Sin is, he argues, the misunderstood element common to all mankind that begins to make sense of pain. In our modern world it’s become a term bolted onto products when advertisers want to make them seem naughty but nice. It’s the language of sex and chocolate, of ‘yummy naughtiness.’ So when Christians talk about ‘sin’, it’s lost its full and horrific meaning. Hence Spufford opts for his own phrase, the Human Propensity to F*** Things up. And he works hard to establish the fact that all of us, in our different ways, are riddled with that propensity. I found his way of defining the universality of sin to be fresh:

What we have to rely on, to tell whether something is part of HPtFtu or not, is more like a family resemblance. We define it by our familiarity with examples, we name it as what the examples have in common, as if we were defining ‘yellowness’ as the thing that a JCB shares with a mustard pot. In the same way, we come to see, HPtFtu is what flying a plane into a skyscraper has in common with persecuting the fat kid with zits. It’s what doing crystal meth has in common with having an affair with someone you don’t even like […] Little, large, venial, deadly, in hot blood or in cold blood, done actively or allowed to happen through negligence – there’s a look the instances of HPtFtu have in common, elusive to summarise but unmistakeable when seen. (pp. 48-49).

His chapter-long retelling of the story of Jesus was masterful, with an especially interesting way of expressing how godness and humanity come together in the God-Man. I appreciated his portrayal of the daily Christian life with its combination of doubt, repetition, discipline and habit-building, which “curiously is not the enemy of spontaneity, but maybe even its enabler […] it somehow helps keep the door ajar though which He may come.” (p. 208)

There are some bits I wasn’t convinced by at all.
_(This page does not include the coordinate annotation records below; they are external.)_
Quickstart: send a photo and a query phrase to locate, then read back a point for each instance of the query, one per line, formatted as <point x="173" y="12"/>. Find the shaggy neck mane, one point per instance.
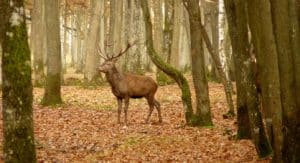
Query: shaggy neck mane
<point x="113" y="76"/>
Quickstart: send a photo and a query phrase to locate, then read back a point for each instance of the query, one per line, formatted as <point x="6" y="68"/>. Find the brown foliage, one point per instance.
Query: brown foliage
<point x="85" y="129"/>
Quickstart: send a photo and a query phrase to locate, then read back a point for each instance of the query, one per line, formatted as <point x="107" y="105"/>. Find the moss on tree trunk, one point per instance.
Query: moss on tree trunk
<point x="17" y="88"/>
<point x="52" y="89"/>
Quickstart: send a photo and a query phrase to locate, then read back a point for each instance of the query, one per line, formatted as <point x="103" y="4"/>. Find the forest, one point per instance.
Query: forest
<point x="150" y="81"/>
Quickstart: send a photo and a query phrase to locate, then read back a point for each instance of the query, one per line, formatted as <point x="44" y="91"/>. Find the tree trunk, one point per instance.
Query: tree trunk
<point x="52" y="93"/>
<point x="92" y="58"/>
<point x="37" y="41"/>
<point x="285" y="23"/>
<point x="225" y="81"/>
<point x="80" y="36"/>
<point x="168" y="28"/>
<point x="178" y="14"/>
<point x="166" y="68"/>
<point x="18" y="143"/>
<point x="248" y="110"/>
<point x="198" y="67"/>
<point x="116" y="10"/>
<point x="267" y="58"/>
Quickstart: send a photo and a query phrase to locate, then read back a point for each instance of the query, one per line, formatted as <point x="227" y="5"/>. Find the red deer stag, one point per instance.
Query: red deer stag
<point x="127" y="85"/>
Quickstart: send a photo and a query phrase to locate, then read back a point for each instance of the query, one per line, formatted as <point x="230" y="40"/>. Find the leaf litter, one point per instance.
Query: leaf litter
<point x="85" y="129"/>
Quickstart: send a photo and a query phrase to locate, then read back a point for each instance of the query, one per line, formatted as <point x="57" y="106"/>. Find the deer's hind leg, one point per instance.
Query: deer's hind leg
<point x="126" y="108"/>
<point x="119" y="108"/>
<point x="151" y="103"/>
<point x="157" y="106"/>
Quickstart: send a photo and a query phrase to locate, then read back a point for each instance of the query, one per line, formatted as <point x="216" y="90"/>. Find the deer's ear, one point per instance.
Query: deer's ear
<point x="114" y="60"/>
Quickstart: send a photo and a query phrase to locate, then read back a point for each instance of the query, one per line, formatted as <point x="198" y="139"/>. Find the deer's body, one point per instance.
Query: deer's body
<point x="126" y="85"/>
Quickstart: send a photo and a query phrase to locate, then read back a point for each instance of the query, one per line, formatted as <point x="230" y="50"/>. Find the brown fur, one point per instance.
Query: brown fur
<point x="127" y="85"/>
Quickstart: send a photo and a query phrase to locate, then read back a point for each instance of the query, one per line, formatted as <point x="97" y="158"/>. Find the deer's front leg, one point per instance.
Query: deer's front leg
<point x="119" y="108"/>
<point x="126" y="108"/>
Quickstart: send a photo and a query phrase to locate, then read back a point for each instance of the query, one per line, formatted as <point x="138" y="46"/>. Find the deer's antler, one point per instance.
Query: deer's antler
<point x="100" y="53"/>
<point x="125" y="50"/>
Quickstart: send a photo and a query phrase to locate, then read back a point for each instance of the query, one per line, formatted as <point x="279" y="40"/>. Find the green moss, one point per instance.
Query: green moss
<point x="18" y="145"/>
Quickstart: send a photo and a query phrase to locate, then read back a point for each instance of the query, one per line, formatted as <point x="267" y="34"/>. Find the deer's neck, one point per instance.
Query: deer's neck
<point x="114" y="76"/>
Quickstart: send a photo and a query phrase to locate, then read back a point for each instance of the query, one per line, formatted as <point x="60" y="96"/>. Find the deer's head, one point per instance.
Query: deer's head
<point x="109" y="61"/>
<point x="107" y="65"/>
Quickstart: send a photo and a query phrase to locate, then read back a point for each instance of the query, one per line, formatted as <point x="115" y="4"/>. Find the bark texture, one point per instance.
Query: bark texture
<point x="260" y="23"/>
<point x="37" y="42"/>
<point x="52" y="95"/>
<point x="166" y="68"/>
<point x="17" y="88"/>
<point x="198" y="67"/>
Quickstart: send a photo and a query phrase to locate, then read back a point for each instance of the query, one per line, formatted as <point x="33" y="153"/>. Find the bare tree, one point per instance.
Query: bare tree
<point x="17" y="88"/>
<point x="52" y="93"/>
<point x="37" y="41"/>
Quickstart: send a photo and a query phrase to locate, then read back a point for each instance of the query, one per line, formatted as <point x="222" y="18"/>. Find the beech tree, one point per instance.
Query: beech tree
<point x="52" y="93"/>
<point x="17" y="88"/>
<point x="249" y="117"/>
His description of how he has encountered and experienced God was beautifully written, but so abstract that I ultimately felt it failed to hit the mark. Maybe others will feel differently. It is, after all, quite personal and thus hard to put into words in a manner that will ‘click’ for every reader.

Some of his throw-away lines about God not speaking and rarely intervening disappointed the charismatic part of me. His insistence in chapter one that God doesn’t micromanage (which would make Him an immoral scumbag) jarred with his later argument that “the God of everything must sustain tapeworms, necrotising bacteria that reduce flesh to a puddle of pus, and parasitic wasps as they eat their way out of their hosts. Any cell that divides in any organism must be doing so in the radiance of the universal attention” (p. 81) such that when he argues that God is “pretty damn remote, withdrawn from the whole thing as a condition of it existing at all – [but] He still bears a maker’s responsibility for what goes on inside it” (p. 88) I couldn’t help but wonder if his God is a little more deistic than Christian.

He disbelieves in an afterlife. Heaven is dismissed briefly, and hell sneeringly, condescendingly and with the air of someone who thinks he’s doing mankind a service through his pick and choose hermeneutics: “Crazy avant-gardists that we are, we went ahead and decided to do without it some time ago […] I promise this is really true. No more hell! It’s official!” (p. 181-182).

Those gripes aside, this book has caused me to look at tired arguments with fresh eyes, and also to rethink the place that doubting and pain have in leading people to a relationship with God that is not only rationally but emotionally satisfying. Some reviewers have bemoaned the lack of rational arguments, saying that Spufford rejects logic-based approaches to faith. In reality he doesn’t – though he is sceptical about the degree to which we can know certain things about God – that’s just not what he’s doing here. This is more about heart than head. He’s the Pascal to the Aquinas. This is a well-thought through attempt to bring God-talk into everyday language and to provide a model for speaking about what it feels like to believe in God, without sounding trite. And by and large I think he succeeds.